38 Data: Pa?dziernik 26 2010 11:01:52
Temat: Re: Uzytkowanie auta z turbo
Autor: Marcin "Kenickie" Mydlak 

W dniu 2010-10-26 10:07, Mariusz Chwalba pisze:

Chodzi o ekologie, 30-50ml paliwa spalonego więcej to wszak zbrodnia
na okolicznej faunie i florze. Turbospreżarka najwyżej wytrzyma 50kkm
zamiast 250kkm (mam nadzieje że moja przekroczy 300kkm),

TSD, to moja zrobiła conajmniej 450Mm i chodzi bez najmniejszego problemu.

Że chodzi (kręci się i nie puszcza oleju), to nic. Pytanie - czy ciśnienie jakie daje mieści się w normie?

--
Marcin "Kenickie" Mydlak
Wrocław, GG:291246, Skype:kenickie_pl
P307 2.0HDi/90
"Z wiekiem spada zapotrzebowanie na zysk, a rośnie popyt na święty spokój."

39 Data: Pa?dziernik 26 2010 14:32:39
Temat: Re: Uzytkowanie auta z turbo
Autor: Mariusz Chwalba 

On Tue, 26 Oct 2010 11:01:52 +0200, Marcin "Kenickie" Mydlak   wrote:

Chodzi o ekologie, 30-50ml paliwa spalonego więcej to wszak zbrodnia
na okolicznej faunie i florze. Turbospreżarka najwyżej wytrzyma 50kkm
zamiast 250kkm (mam nadzieje że moja przekroczy 300kkm),

TSD, to moja zrobiła conajmniej 450Mm i chodzi bez najmniejszego  problemu.

Że chodzi (kręci się i nie puszcza oleju), to nic. Pytanie - czy  ciśnienie jakie daje mieści się w normie?

A wiesz, nie mierzyłem. Ale czuja efekt jest spodziewany - jak zaczyna
gwizdać, to auto wyrywa się do przodu.

pozdrawiam,
--
Mariusz 'koder' Chwalba

40 Data: Pa?dziernik 26 2010 21:51:04
Temat: Re: Uzytkowanie auta z turbo
Autor: Marcin "Kenickie" Mydlak 

W dniu 2010-10-26 14:32, Mariusz Chwalba pisze:

On Tue, 26 Oct 2010 11:01:52 +0200, Marcin "Kenickie" Mydlak
 wrote:

Chodzi o ekologie, 30-50ml paliwa spalonego więcej to wszak zbrodnia
na okolicznej faunie i florze. Turbospreżarka najwyżej wytrzyma 50kkm
zamiast 250kkm (mam nadzieje że moja przekroczy 300kkm),

TSD, to moja zrobiła conajmniej 450Mm i chodzi bez najmniejszego
problemu.

Że chodzi (kręci się i nie puszcza oleju), to nic. Pytanie - czy
ciśnienie jakie daje mieści się w normie?

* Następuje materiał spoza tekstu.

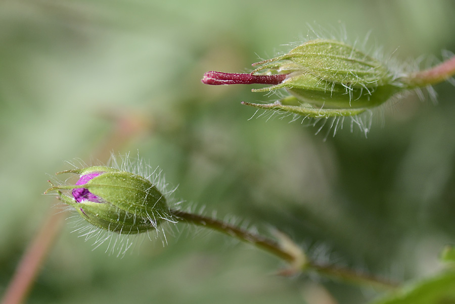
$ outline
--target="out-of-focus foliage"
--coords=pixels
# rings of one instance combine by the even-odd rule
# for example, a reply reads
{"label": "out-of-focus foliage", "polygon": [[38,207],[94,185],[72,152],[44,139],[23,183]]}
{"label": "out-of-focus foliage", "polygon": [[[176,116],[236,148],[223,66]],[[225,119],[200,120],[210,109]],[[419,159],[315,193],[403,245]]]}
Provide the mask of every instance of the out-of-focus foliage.
{"label": "out-of-focus foliage", "polygon": [[[346,121],[324,141],[327,129],[314,135],[317,126],[298,121],[248,120],[255,110],[240,104],[276,96],[200,80],[289,50],[279,46],[304,38],[307,23],[335,35],[344,26],[351,40],[372,30],[372,49],[398,48],[403,61],[424,55],[425,66],[455,50],[454,12],[443,0],[2,2],[0,292],[55,203],[41,194],[46,174],[75,158],[105,160],[110,149],[139,149],[179,185],[184,204],[277,227],[321,260],[398,280],[433,274],[455,242],[453,86],[436,86],[437,105],[412,94],[374,112],[368,139]],[[137,136],[103,146],[131,121]],[[274,258],[184,225],[168,245],[146,239],[121,260],[91,251],[70,226],[29,302],[355,303],[378,295],[271,275],[281,266]]]}

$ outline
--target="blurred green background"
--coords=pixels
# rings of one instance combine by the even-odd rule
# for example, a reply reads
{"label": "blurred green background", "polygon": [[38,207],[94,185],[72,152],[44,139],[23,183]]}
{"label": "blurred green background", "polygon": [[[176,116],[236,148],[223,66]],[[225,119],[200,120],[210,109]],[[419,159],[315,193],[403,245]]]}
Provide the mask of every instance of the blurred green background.
{"label": "blurred green background", "polygon": [[[276,227],[319,260],[399,280],[434,273],[455,241],[451,85],[435,86],[437,104],[412,94],[375,111],[368,139],[345,122],[325,141],[327,129],[249,120],[255,110],[240,105],[276,96],[200,79],[250,71],[304,38],[308,24],[335,35],[344,27],[353,41],[371,31],[370,47],[425,66],[455,50],[454,13],[448,0],[2,2],[0,293],[56,203],[41,194],[47,174],[113,149],[139,149],[179,185],[184,206],[265,234]],[[129,139],[117,145],[113,134]],[[378,295],[275,275],[285,265],[265,252],[178,228],[167,245],[146,240],[120,259],[92,251],[65,223],[28,302],[355,303]]]}

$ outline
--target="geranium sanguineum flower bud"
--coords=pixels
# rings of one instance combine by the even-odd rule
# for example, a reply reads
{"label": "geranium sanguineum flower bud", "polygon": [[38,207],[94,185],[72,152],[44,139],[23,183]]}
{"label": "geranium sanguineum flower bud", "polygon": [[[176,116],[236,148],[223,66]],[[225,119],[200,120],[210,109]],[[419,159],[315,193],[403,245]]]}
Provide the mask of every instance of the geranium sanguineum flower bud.
{"label": "geranium sanguineum flower bud", "polygon": [[272,104],[243,103],[315,118],[355,115],[413,87],[398,67],[332,39],[310,40],[253,66],[258,67],[250,74],[208,72],[202,81],[211,85],[272,84],[252,90],[285,89],[292,95]]}
{"label": "geranium sanguineum flower bud", "polygon": [[[82,218],[103,229],[136,234],[156,229],[169,218],[166,198],[148,179],[134,173],[105,166],[89,167],[63,173],[79,175],[74,185],[56,186],[64,202]],[[71,190],[71,195],[62,190]]]}

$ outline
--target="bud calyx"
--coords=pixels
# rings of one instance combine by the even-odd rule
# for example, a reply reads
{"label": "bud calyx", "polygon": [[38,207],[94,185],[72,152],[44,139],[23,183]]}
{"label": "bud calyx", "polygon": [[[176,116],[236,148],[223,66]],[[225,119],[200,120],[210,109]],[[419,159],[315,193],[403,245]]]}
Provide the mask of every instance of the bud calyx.
{"label": "bud calyx", "polygon": [[[135,234],[156,229],[169,217],[166,198],[148,179],[103,166],[60,172],[78,174],[73,185],[52,187],[64,202],[102,229]],[[72,196],[62,190],[71,190]]]}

A wiesz, nie mierzyłem. Ale czuja efekt jest spodziewany - jak zaczyna
gwizdać, to auto wyrywa się do przodu.

Czyli doć późno zaczyna sensownie ładować? :>
Śmiem twierdzić, że po jej porządnej regeneracji, nie poznałbyś auta.
Jak się długo używa czegoś, czego degradacja jest powolna, to się jej po prostu nie zauważa, bo się człowiek przyzwyczaja.

--
Marcin "Kenickie" Mydlak
Wrocław, GG:291246, Skype:kenickie_pl
P307 2.0HDi/90
"Z wiekiem spada zapotrzebowanie na zysk, a rośnie popyt na święty spokój."

41 Data: Pa?dziernik 25 2010 17:09:08
Temat: Re: Uzytkowanie auta z turbo
Autor: Robert Rędziak 

On Mon, 25 Oct 2010 06:56:36 +0000 (UTC), Myjk
 wrote:

Nawet jeśli będzie podtrzymywać... to co? Żeby sensownie
smarować element taki jak turbina, musi on być w ruchu.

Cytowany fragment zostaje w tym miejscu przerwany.